The reason why Congee is appropriate for the winter time is because it's commonly served to those who are under the weather with the cold or flu. Think of it as the Chinese version of chicken soup, especially true for plain Congee since it's only lightly flavoured. The following recipe is for plain Congee, which serves as the foundation for all other types of Congee that I will likely upload in the future.
The ingredients list is short:
- 1 cup of long grain rice (I find 1/4 cup of rice is enough for 2 large servings)
- salt and/or flavouring agent (I use Knorr's chicken powder)
- Soak the rice in a large mixing bowl of water. It's best if you can soak the rice overnight, but if you forget, soaking it as soon as possible the next morning would work as well.
- The next day, drain the water and use your hand to squeeze the rice, breaking the rice into pieces. Don't worry about how large the pieces of rice need to be.
- On high heat, bring a large pot of water to a boil, then add in the rice
- Use a pair of chopsticks to hold up the pot's lid and continue to boil. Boiling Congee has an element of skill. Early on, the vigorous boiling will prevent any rice from sticking to the bottom of the pot. However, as the rice breaks down and the Congee begins to thicken, the potential for burning the Congee increases as well. You may turn down the heat to medium high once the Congee is thickening well.

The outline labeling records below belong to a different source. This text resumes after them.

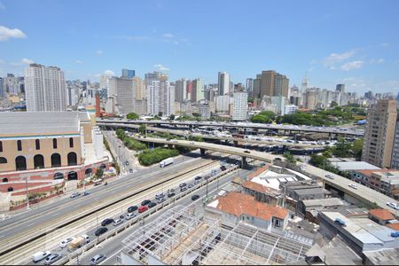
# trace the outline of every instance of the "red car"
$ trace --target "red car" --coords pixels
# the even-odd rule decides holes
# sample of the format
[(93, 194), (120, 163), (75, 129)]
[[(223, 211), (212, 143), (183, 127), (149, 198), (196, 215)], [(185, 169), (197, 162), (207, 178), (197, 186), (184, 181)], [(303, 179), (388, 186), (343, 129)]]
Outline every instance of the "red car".
[(148, 207), (146, 206), (140, 206), (140, 207), (138, 208), (138, 213), (144, 213), (145, 211), (146, 211), (148, 209)]

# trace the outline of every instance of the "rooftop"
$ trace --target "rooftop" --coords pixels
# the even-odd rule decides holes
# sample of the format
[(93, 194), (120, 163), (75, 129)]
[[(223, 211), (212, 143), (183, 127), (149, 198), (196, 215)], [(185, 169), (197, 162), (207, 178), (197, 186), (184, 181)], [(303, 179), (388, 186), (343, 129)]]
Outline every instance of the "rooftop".
[(262, 220), (270, 220), (271, 217), (285, 219), (288, 215), (288, 210), (284, 207), (256, 201), (254, 197), (239, 192), (229, 192), (226, 196), (218, 197), (208, 206), (238, 217), (246, 214)]
[(0, 113), (0, 137), (79, 133), (78, 112)]

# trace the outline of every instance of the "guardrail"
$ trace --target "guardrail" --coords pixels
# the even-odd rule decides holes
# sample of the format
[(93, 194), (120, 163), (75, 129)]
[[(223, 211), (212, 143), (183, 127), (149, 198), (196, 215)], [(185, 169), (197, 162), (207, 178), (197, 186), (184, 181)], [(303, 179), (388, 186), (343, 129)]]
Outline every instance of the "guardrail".
[(188, 194), (206, 186), (207, 184), (212, 183), (213, 181), (215, 181), (229, 173), (232, 173), (233, 171), (237, 170), (238, 168), (239, 168), (239, 167), (236, 165), (233, 167), (231, 167), (231, 168), (227, 168), (226, 170), (224, 170), (217, 175), (215, 175), (214, 176), (210, 176), (207, 179), (203, 180), (197, 185), (195, 185), (190, 189), (187, 189), (187, 191), (185, 191), (182, 193), (179, 193), (178, 195), (174, 196), (173, 199), (167, 200), (164, 202), (162, 202), (161, 204), (157, 204), (157, 206), (155, 207), (148, 209), (145, 213), (138, 215), (137, 216), (134, 217), (133, 219), (128, 220), (128, 223), (123, 223), (121, 224), (121, 226), (118, 226), (118, 227), (109, 231), (108, 232), (105, 233), (104, 235), (98, 237), (95, 241), (91, 241), (91, 242), (84, 245), (81, 248), (72, 252), (67, 256), (63, 257), (60, 260), (59, 260), (58, 262), (54, 262), (53, 265), (63, 265), (63, 264), (66, 264), (66, 263), (71, 262), (72, 260), (77, 258), (79, 255), (82, 255), (84, 252), (95, 247), (101, 242), (104, 242), (105, 240), (108, 239), (109, 238), (116, 236), (118, 233), (127, 230), (130, 226), (135, 225), (137, 222), (144, 223), (145, 218), (148, 217), (150, 215), (153, 215), (153, 214), (158, 212), (159, 210), (164, 208), (165, 207), (175, 204), (176, 200), (179, 200), (180, 199), (184, 198)]

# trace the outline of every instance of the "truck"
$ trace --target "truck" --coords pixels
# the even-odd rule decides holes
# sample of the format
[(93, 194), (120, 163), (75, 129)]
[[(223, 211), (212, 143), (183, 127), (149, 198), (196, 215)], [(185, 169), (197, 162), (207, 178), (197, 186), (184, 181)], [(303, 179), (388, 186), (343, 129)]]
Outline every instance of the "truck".
[(82, 235), (82, 236), (74, 239), (74, 240), (72, 240), (71, 243), (69, 243), (68, 249), (74, 250), (75, 248), (79, 248), (79, 247), (82, 246), (84, 244), (89, 243), (90, 241), (90, 239), (89, 238), (88, 235)]
[(169, 164), (173, 163), (173, 158), (167, 158), (165, 160), (163, 160), (162, 161), (160, 162), (160, 168), (164, 168)]

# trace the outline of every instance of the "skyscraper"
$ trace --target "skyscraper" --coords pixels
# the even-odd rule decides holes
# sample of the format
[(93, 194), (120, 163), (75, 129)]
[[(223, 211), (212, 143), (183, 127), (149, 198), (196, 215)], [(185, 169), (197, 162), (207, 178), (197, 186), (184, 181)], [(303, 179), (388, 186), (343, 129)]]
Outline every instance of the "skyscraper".
[(218, 73), (217, 88), (219, 90), (219, 95), (230, 93), (230, 74), (227, 72)]
[(56, 66), (30, 64), (25, 68), (27, 111), (66, 111), (64, 72)]
[(136, 71), (130, 69), (122, 69), (122, 77), (131, 79), (135, 76)]
[(397, 118), (396, 100), (380, 99), (369, 109), (362, 160), (388, 168), (391, 164)]

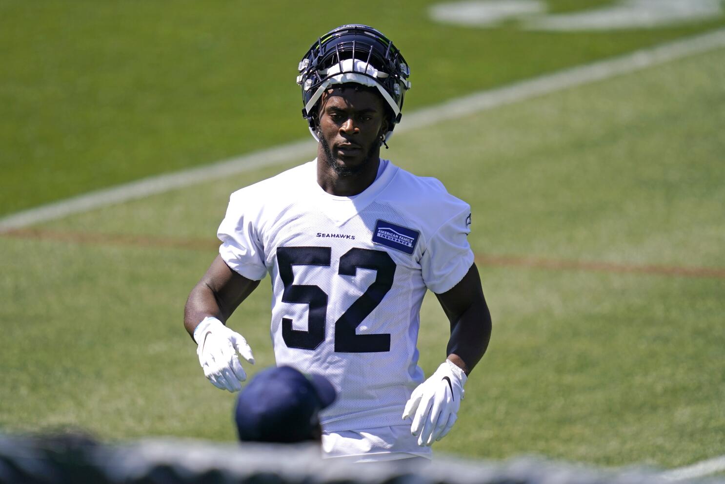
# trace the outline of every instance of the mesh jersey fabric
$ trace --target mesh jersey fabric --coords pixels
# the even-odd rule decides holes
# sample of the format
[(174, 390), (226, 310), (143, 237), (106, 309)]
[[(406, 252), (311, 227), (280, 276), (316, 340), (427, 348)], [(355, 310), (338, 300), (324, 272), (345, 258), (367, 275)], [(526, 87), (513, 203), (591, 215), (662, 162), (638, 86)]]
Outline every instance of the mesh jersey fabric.
[(424, 379), (416, 343), (426, 288), (449, 290), (473, 262), (471, 209), (438, 180), (389, 162), (354, 198), (331, 195), (316, 163), (232, 194), (220, 254), (246, 278), (270, 274), (277, 364), (323, 374), (338, 392), (320, 413), (325, 431), (400, 425)]
[(380, 427), (322, 435), (322, 450), (326, 459), (349, 462), (378, 462), (411, 457), (431, 459), (430, 447), (418, 445), (418, 438), (410, 433), (410, 425)]

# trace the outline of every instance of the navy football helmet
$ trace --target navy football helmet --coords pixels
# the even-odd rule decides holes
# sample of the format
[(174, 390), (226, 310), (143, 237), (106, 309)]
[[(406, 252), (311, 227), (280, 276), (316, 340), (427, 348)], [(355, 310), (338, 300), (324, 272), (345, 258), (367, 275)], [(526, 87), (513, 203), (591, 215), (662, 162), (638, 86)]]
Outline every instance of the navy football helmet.
[(410, 75), (400, 51), (382, 33), (368, 25), (341, 25), (330, 30), (310, 47), (298, 66), (297, 83), (302, 88), (302, 116), (315, 139), (317, 103), (333, 84), (355, 83), (377, 88), (389, 110), (389, 131), (400, 121)]

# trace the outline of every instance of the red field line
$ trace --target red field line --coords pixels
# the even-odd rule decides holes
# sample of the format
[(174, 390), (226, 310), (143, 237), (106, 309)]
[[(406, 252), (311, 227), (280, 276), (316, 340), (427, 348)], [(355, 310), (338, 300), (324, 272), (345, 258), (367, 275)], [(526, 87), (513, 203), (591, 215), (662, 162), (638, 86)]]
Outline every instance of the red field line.
[[(107, 244), (140, 247), (160, 247), (208, 250), (214, 252), (219, 242), (212, 239), (194, 239), (125, 234), (67, 232), (39, 229), (17, 229), (0, 233), (0, 237), (17, 239), (41, 239), (77, 244)], [(555, 271), (587, 271), (622, 274), (655, 274), (682, 277), (725, 279), (725, 268), (685, 267), (655, 264), (616, 263), (596, 261), (552, 259), (530, 256), (476, 254), (476, 261), (484, 266), (529, 267)]]
[(710, 267), (684, 267), (682, 266), (660, 266), (654, 264), (627, 264), (595, 261), (572, 261), (567, 259), (549, 259), (516, 255), (486, 255), (476, 254), (476, 261), (487, 266), (502, 267), (531, 267), (572, 271), (597, 272), (619, 272), (629, 274), (658, 274), (663, 276), (682, 276), (684, 277), (725, 278), (725, 268)]

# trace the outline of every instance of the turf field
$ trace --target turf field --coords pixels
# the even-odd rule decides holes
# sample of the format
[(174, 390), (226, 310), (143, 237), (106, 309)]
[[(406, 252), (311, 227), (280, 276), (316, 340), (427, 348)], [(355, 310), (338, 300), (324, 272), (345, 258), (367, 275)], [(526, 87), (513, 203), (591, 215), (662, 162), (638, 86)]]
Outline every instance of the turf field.
[[(500, 75), (484, 83), (505, 82)], [(724, 454), (723, 78), (719, 49), (394, 138), (386, 155), (472, 205), (470, 239), (494, 319), (459, 422), (436, 448), (665, 467)], [(426, 103), (460, 93), (434, 94)], [(121, 141), (108, 134), (118, 144), (109, 156), (125, 153), (116, 163), (138, 162), (143, 147), (120, 147), (136, 139), (133, 129)], [(211, 140), (216, 127), (204, 129)], [(225, 129), (218, 151), (199, 144), (199, 157), (186, 160), (273, 139), (233, 143)], [(158, 160), (151, 145), (143, 152)], [(215, 256), (229, 193), (312, 156), (0, 235), (0, 430), (233, 439), (233, 397), (204, 378), (183, 302)], [(180, 165), (160, 160), (128, 176)], [(32, 183), (42, 186), (49, 171)], [(61, 180), (75, 176), (61, 171)], [(117, 175), (109, 180), (124, 179)], [(249, 341), (254, 370), (273, 363), (269, 301), (263, 284), (230, 321)], [(430, 372), (444, 357), (447, 323), (434, 298), (422, 318)]]
[[(297, 66), (351, 21), (413, 67), (406, 110), (725, 25), (608, 33), (434, 22), (434, 0), (0, 0), (0, 216), (306, 137)], [(605, 0), (549, 0), (552, 12)]]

- The water will go from a clear state to a white one as the rice breaks down during the boiling process. Once you can see the Congee forming, add in the salt or the chicken powder. You can add extra salt in later, but you should cook the chicken powder if you're using it as it helps bring out the full flavour.
- Normally, I may boil Congee for an hour to 2 hours because that's how long it takes to break down the rice and obtain the porridge consistency. For those who would like a shortcut, you can use a hand blender once the Congee begins to form. This will save you boiling time.